Democrats have lost a number of potentially good candidates because they attempted to comply with a law that didn’t seem to apply to Republicans.
Ogden Police Chief Jon Greiner’s case couldn’t provide a better example of our concerns.
According to Scott Schwebke in an article for the Standard-Examiner, Mariama C. Liverpool, an attorney for the U.S. Office of Special Counsel, said during a federal Merit Systems Protection Board hearing in Salt Lake City yesterday that the case against Greiner is a textbook example of a Hatch Act violation. "It was a knowingly willful, egregious violation."
An attorney for Greiner argued that he chose not to comply with the Hatch Act on advice that he was not covered from then Senate President John Valentine, Utah Attorney General Mark Shurtleff and Ogden City legal staff.
All of the local and state lawyers, of course, had an interest in Greiner continuing his campaign – two were partisan allies of his campaign and the others work with him for the city. They are evidence of the problem Utah Democrats face of uneven treatment – not by the feds – but by local authorities advising employees.
All of this could have been avoided if Greiner had complied with an earlier deadline from the Office of Special Counsel to resign as police chief or to withdraw his candidacy by Oct. 31, 2006.

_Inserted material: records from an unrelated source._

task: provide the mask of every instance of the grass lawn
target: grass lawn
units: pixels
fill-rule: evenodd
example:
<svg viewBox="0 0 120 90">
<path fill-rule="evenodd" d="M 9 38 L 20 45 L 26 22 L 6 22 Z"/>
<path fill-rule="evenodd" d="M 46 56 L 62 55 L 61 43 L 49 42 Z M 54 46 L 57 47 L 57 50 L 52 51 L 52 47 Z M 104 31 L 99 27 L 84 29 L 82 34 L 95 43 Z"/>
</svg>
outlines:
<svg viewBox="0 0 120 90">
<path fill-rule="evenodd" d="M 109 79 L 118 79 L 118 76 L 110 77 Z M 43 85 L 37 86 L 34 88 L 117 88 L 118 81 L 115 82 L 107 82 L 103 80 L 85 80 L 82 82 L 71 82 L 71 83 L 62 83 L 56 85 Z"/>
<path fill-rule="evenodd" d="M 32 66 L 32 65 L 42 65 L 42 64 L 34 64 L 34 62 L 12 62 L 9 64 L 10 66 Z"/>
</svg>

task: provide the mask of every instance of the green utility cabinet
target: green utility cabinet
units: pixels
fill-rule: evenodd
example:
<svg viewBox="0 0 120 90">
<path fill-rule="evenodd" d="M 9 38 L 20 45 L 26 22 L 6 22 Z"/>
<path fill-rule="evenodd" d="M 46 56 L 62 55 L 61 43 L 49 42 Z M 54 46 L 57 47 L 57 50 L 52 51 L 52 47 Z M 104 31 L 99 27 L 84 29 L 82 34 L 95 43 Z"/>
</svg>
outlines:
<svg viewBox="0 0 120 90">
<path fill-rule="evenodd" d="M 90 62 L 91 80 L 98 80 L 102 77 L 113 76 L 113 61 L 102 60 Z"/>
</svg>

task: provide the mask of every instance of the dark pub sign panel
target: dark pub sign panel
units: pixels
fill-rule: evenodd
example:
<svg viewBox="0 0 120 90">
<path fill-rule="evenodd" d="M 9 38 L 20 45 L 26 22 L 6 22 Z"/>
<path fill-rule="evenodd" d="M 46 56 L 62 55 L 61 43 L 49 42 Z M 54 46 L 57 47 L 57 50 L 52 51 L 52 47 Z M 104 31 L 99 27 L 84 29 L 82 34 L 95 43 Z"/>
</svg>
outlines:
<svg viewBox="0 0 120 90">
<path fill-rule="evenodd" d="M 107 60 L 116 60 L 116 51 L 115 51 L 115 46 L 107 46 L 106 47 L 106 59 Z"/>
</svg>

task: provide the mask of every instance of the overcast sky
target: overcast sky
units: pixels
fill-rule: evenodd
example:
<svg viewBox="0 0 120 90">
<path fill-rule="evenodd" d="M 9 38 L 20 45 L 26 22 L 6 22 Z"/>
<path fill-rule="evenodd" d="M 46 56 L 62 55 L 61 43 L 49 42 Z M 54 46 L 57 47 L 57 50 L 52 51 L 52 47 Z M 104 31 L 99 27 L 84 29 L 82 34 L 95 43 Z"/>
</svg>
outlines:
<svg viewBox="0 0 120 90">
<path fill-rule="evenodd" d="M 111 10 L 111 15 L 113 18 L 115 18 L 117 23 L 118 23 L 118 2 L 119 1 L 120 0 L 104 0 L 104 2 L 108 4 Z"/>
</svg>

No matter what the outcome of this hearing, the Judge does not have the power to force Greiner to step down from the State Senate. The Hatch Act does not bar him from serving as a State Senator, but from being a partisan candidate for the office.
If the Judge upholds the Office of Special Counsel's complaint, the penalty may or may not be paid by Greiner and certainly won’t be paid by Greiner’s Republican friends on Utah’s Capitol Hill.
The final decision of who will pay the penalty will be made by Greiner’s friends in City Hall. They can remove Greiner from his job as police chief or forfeit to the federal government grants equal to two years of his salary, a total of $215,088.
Yes, that’s right, the residents of Ogden may be asked by their city leaders to pay the price for the police chief’s failure to obey the law even though they voted against him in the 2006 election. (NOTE: Greiner lost the vote in Ogden City to Stuart Reid by 350 votes. Greiner won election with votes from surrounding cities.)
Greiner’s friends apparently told him that the law doesn’t apply to him. We may find out soon if they were right. If they weren’t, we hope that the penalty isn’t paid by the residents of Ogden and that we can all – regardless of party affiliation -- get better advice in the future.